Municipal Bonds, Part 2

Municipal bonds fund all kinds of construction projects. Many roads, schools, soccer stadiums, airports, and convention centers have been built with the money raised when a municipal government issues municipal bonds. A municipal government includes everything from a state government down to the local school, library, or museum board. When these municipal entities need to raise money, they issue bonds to investors. Usually, the investors are in high tax-brackets and are looking for some interest that is tax-free at the federal level, and also tax-free at the state level if the bonds are issued inside the investor’s state of residence. Now, if a high-tax-bracket resident of, say, Maryland, buys a municipal bond issued within the state of Maryland, the interest he receives is exempt from taxation at both the federal and state level. Not surprisingly, the rate of interest the bonds pay is lower than what corporate bonds pay. But, since this interest is tax-free, the municipal bond often offers a higher yield than a comparable corporate bond after we figure in the taxation. For example, let’s say you were looking at two 10-year bonds rated AA by S&P, one a taxable corporate bond, the other a tax-exempt municipal bond. The municipal bond has a 7% yield, while the corporate bond yields 10%. Which one should you buy? Actually, we don’t know yet. Not until we factor in your tax bracket.
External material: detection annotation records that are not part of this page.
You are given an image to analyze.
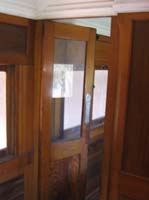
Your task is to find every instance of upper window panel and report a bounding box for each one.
[51,39,86,141]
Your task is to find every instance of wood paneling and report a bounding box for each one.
[119,173,149,200]
[48,155,80,200]
[122,21,149,178]
[0,14,34,64]
[0,177,24,200]
[86,135,103,198]
[95,36,110,67]
[40,21,96,200]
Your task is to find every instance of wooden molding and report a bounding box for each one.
[0,0,149,19]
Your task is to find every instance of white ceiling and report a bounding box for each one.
[54,17,111,36]
[0,0,149,19]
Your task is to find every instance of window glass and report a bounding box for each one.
[0,71,7,149]
[51,39,86,141]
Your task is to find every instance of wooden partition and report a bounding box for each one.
[109,13,149,200]
[0,14,34,200]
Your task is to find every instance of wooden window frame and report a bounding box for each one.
[0,65,16,161]
[91,64,108,130]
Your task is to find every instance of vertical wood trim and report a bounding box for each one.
[100,17,118,200]
[33,21,43,200]
[80,29,96,200]
[40,21,54,200]
[110,15,132,200]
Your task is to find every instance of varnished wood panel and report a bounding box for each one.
[86,135,103,196]
[95,36,110,67]
[122,21,149,178]
[0,14,34,64]
[0,177,24,200]
[48,155,80,200]
[109,13,149,200]
[119,173,149,200]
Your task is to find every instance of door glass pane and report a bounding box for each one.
[92,70,108,128]
[51,39,86,142]
[0,71,7,149]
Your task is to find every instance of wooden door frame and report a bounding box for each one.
[34,17,118,200]
[39,21,96,199]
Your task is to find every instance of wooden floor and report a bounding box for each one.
[85,188,100,200]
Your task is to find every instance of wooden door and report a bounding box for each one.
[109,13,149,200]
[40,21,96,200]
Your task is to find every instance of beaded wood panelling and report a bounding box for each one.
[86,135,103,196]
[0,177,24,200]
[49,155,80,200]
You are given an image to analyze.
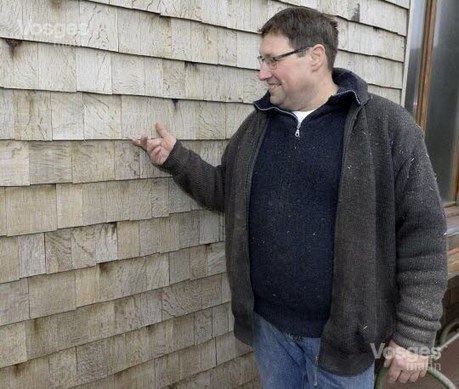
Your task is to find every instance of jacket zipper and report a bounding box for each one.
[245,120,269,271]
[295,123,301,138]
[254,104,301,138]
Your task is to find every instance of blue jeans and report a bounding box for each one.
[253,312,374,389]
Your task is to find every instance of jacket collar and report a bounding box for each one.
[254,68,369,111]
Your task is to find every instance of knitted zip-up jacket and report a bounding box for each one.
[162,69,447,376]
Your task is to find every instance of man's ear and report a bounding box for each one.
[310,43,328,70]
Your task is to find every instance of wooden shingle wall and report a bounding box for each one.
[0,0,409,388]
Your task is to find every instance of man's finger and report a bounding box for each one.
[388,364,402,384]
[410,370,421,382]
[398,370,413,384]
[132,136,148,149]
[155,123,170,138]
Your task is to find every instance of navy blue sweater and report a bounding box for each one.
[249,92,354,337]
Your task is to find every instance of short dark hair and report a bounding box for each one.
[260,7,338,70]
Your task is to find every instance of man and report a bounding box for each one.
[134,8,446,389]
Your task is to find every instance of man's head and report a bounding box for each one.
[258,8,338,111]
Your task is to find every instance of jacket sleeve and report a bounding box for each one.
[393,122,447,350]
[161,141,226,211]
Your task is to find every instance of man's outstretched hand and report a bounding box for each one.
[132,123,177,165]
[384,340,429,384]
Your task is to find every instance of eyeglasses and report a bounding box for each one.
[257,46,311,70]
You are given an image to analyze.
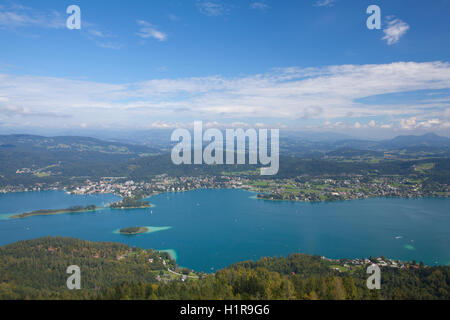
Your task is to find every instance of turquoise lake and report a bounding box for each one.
[0,190,450,272]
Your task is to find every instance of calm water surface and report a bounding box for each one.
[0,190,450,272]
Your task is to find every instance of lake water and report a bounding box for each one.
[0,190,450,272]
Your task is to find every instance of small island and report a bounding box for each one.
[10,205,98,219]
[119,227,149,236]
[109,197,152,209]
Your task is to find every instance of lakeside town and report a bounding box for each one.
[0,174,450,202]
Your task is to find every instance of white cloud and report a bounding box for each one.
[0,5,66,29]
[315,0,335,7]
[382,17,410,45]
[197,1,229,16]
[137,20,167,41]
[0,62,450,129]
[250,2,269,11]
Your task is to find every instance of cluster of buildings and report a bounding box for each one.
[322,257,420,272]
[65,174,249,197]
[251,176,450,201]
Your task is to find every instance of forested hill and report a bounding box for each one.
[0,237,450,299]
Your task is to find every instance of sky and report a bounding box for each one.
[0,0,450,138]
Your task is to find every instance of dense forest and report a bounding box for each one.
[0,237,450,300]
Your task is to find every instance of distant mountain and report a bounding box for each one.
[0,134,159,155]
[379,133,450,148]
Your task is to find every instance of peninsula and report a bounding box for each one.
[10,205,98,219]
[119,227,149,235]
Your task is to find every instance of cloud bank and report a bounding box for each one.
[0,61,450,129]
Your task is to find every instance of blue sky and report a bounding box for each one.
[0,0,450,137]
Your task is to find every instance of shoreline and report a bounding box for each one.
[0,188,450,205]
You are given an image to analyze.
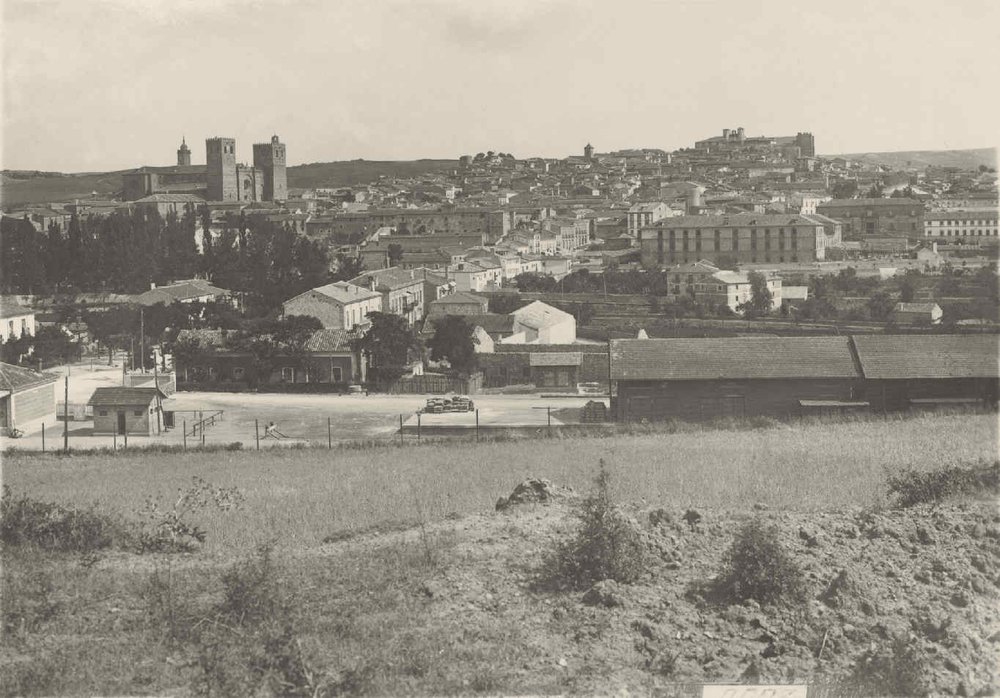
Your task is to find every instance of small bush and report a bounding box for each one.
[838,639,928,698]
[719,518,805,604]
[0,485,125,552]
[548,460,647,589]
[888,461,1000,507]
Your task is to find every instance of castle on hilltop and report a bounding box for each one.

Believe it or not, if you were in the 30% federal tax bracket, these two bonds would be exactly equal. The municipal bond would pay you $70 per bond tax-free. The corporate bond would pay you $100, but then the federal government would take back $30 of it, leaving you at exactly the same place. If you were in the 35% bracket, the municipal bond would edge out the corporate bond. An equivalent corporate bond would have to yield 10.77% to match the municipal bond for an investor in the 35% bracket. Since it doesn’t (it only offers 10%), the investor in the 35% bracket would purchase the 7% municipal bond and come out ahead versus buying the 10% corporate bond.
Does that imply that lower-bracket investors typically don’t come out ahead buying municipal bonds? It does. And, if you’re investing in a tax-deferred account (401k, 403b, IRA, etc.) you do not buy municipal securities as a general rule. If you did that, you would end up turning what was supposed to be tax-exempt interest into withdrawals taxed at ordinary income rates. In other words, using our example above, you’d be getting 7% instead of 10% and then also paying tax on that money when you start taking withdrawals from the account. Which makes no sense. We’ll talk in more detail about how tax-deferred accounts work later. For now, remember that we’re still just introducing you to the basics involved with investing.